After any B or C branch completes, the final message uses the same 3-subsection format (per-suite table → failed-steps table → diagnosis + recommendation) on the follow-up sandbox replay, PLUS a short "Fix applied" preamble naming the file:line edits (for B) or update_test_suite calls (for C). For A-only responses (all failures route to keploy), no follow-up run is needed — just restate the keploy-issue recommendation.

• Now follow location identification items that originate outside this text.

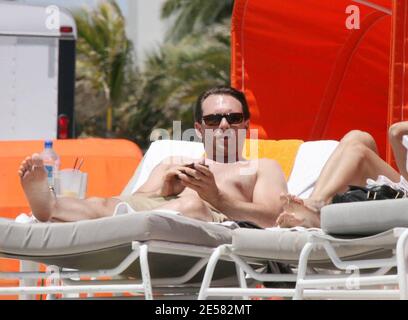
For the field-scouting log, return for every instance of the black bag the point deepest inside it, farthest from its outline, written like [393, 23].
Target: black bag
[356, 193]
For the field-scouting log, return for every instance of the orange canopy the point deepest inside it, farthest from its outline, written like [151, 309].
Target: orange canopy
[307, 76]
[109, 164]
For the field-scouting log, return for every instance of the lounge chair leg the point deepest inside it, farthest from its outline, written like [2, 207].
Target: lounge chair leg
[242, 280]
[209, 271]
[402, 265]
[304, 256]
[144, 267]
[28, 266]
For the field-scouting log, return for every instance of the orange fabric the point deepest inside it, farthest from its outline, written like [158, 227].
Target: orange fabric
[283, 151]
[307, 76]
[109, 164]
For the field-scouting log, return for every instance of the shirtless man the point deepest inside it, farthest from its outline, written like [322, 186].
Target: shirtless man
[202, 189]
[354, 161]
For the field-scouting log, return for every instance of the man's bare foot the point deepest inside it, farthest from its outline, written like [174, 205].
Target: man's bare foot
[34, 182]
[297, 214]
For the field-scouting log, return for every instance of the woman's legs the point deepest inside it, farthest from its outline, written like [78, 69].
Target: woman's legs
[354, 160]
[352, 163]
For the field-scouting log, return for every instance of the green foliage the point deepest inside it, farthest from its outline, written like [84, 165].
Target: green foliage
[174, 76]
[194, 15]
[195, 57]
[103, 52]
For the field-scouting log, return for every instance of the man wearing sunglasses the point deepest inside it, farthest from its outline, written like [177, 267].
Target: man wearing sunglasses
[220, 186]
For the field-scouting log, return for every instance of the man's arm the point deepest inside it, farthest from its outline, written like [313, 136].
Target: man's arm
[266, 204]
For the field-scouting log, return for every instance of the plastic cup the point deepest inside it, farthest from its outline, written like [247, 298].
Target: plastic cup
[71, 183]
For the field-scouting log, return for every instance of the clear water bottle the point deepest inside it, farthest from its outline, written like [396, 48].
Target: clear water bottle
[51, 162]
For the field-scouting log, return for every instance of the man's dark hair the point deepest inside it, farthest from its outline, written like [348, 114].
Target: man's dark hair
[221, 90]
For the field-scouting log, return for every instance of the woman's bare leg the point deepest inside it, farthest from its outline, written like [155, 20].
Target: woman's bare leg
[352, 163]
[395, 134]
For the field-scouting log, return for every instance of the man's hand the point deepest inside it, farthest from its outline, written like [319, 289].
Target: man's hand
[172, 184]
[202, 180]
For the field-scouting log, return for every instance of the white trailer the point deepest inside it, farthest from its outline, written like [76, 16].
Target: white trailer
[37, 72]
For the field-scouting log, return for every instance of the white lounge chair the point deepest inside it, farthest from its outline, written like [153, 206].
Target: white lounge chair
[139, 252]
[359, 253]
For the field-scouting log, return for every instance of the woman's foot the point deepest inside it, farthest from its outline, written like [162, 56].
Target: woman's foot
[298, 213]
[34, 182]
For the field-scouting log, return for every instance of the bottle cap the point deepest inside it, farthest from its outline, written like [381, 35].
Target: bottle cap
[48, 144]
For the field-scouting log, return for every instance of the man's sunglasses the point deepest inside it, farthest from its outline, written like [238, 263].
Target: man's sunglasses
[215, 119]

===== REPLAY / "EXPLAIN MY LATEST SANDBOX REPORT" =====
When the dev asks "explain my latest sandbox report" / "analyse the last run" / "why did it fail" — call this tool again with the SAME app_id + test_run_id and verbose=true so the full diagnostics come back even if nothing failed. Use that detail to answer their question. If you don't have the test_run_id to hand, list the app's most recent runs OF THE RIGHT KIND via /client/v1/apps/{app_id}/test-runs?kind=<rerecord|sandbox_run|test_suite_run> and pick the top one. NEVER list /test-runs without the kind filter and pick the latest blindly — different kinds are co-mingled in that collection, and an unfiltered list will surface a rerecord run when the dev asked for the latest sandbox replay (or vice versa). Match the kind to what the dev asked: "explain my latest record" → kind=rerecord; "explain my latest sandbox replay" / "integration test report" → kind=sandbox_run; "explain my latest live run" → kind=test_suite_run. If the dev's verb is ambiguous, ASK which kind first (per the verb-routing's explain-branch rule).